Droit au logement: La France condamnée pour ne pas avoir relogé une famille

JUSTICEC'est la première fois que la justice européenne traite une affaire de ce type concernant la France….
Fabrice Pouliquen

Fabrice Pouliquen

C’est une première! La France a été condamnée jeudi par la justice européenne pour n'avoir pas relogé une famille. La requérante, une quadragénaire camerounaise vivant à Paris avec sa fille et son frère dans des locaux insalubres, se plaignait devant la Cour européenne des droits de l'Homme (CEDH) de l'inexécution d'un jugement de 2010 lui octroyant un logement.

Elle aurait du bénéficier du droit au logement opposable

Elisabeth Tchokontio Happi avait pourtant franchi toutes les étapes permettant de bénéficier du droit au logement opposable (Dalo), mis en place par une loi en 2007 et qui oblige l'Etat à trouver une solution de logement pour les plus démunis.

Elle avait d'abord été reconnue prioritaire par une commission ad hoc pour obtenir une proposition de relogement.
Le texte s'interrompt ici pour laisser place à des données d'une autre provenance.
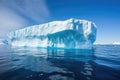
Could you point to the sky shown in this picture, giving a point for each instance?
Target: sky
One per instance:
(17, 14)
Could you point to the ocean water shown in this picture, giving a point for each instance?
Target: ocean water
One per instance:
(100, 63)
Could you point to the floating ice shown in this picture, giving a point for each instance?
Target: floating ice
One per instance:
(69, 34)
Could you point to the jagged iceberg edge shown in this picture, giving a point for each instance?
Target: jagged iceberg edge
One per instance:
(69, 34)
Le délai de six mois n'ayant pas été respecté, un tribunal administratif avait ensuite enjoint l'Etat d'assurer son relogement en 2010.
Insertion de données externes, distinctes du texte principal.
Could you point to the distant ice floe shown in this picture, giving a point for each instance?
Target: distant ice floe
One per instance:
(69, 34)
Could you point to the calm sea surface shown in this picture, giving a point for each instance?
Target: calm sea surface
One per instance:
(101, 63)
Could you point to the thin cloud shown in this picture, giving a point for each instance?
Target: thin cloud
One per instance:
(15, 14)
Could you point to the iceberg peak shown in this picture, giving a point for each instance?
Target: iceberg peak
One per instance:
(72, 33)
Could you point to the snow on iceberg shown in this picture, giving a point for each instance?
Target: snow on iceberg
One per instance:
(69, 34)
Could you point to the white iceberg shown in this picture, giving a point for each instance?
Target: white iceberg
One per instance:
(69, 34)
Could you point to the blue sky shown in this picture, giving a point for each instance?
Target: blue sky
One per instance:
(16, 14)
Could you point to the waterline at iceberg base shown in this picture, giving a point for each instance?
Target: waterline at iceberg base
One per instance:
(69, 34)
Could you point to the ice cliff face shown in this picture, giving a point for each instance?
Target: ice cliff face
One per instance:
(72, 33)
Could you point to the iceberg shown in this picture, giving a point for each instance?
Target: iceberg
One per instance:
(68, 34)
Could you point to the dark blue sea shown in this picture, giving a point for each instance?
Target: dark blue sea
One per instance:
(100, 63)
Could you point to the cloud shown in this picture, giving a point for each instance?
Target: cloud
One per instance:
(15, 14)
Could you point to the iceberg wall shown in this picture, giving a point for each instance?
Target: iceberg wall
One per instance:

Faute de l'avoir fait, l'Etat a dû verser plus de 8.000 euros à un fonds spécial, mais cela n'a pas réglé le problème de l'intéressée. «C'est pour cela que l'on s'est tourné vers la CEDH» en 2012, a expliqué à l'AFP son avocat, Me François Ormillien.

59.000 ménages actuellement dans l’attente d’un relogement

Si sa cliente vient «de se voir proposer un nouveau logement», l'avocat espère que l'arrêt de la Cour va «donner un moyen de pression pour la suite» pour les nombreuses personnes qui sont dans la même situation.

Plus de 59.000 ménages se trouvent actuellement dans l'attente d'un relogement, après des demandes validées par les commissions de médiation, selon le Haut Comité pour le logement des personnes défavorisées (HCLPD).

Et en 2014, 8.519 jugements ont été prononcés pour des non-relogements de personnes pourtant reconnues comme devant bénéficier du Dalo, selon cette instance chargée du suivi de la loi de 2007.

«Entre 2008 et 2013, l'Etat a versé 65 millions d'euros pour non-relogement de bénéficiaires du droit au logement opposable», souligne son secrétaire général, René Dutrey. Pour lui, l'Etat, plutôt que d'avoir à payer ces sommes, devrait mettre «enfin les moyens nécessaires pour faire respecter le droit au logement opposable». Il faut mettre en place «un plan d'urgence, comportant des objectifs chiffrés par territoires», a-t-il plaidé jeudi après la publication de l'arrêt de la Cour de Strasbourg.

Dans son arrêt, la CEDH reproche à la France d'avoir violé le droit à un procès équitable d’Elisabeth Tchokontio Happi en n'ayant toujours pas exécuté, après plus de trois ans, la décision de justice la concernant.

La CEDH n'a accordé aucun dédommagement financier à la requérante, qui n'en avait pas demandé. L'arrêt de jeudi n'est pas encore définitif: les parties disposent de trois mois pour demander un réexamen de l'affaire par la Grande chambre de la Cour, qui n'est pas tenue de l'accorder.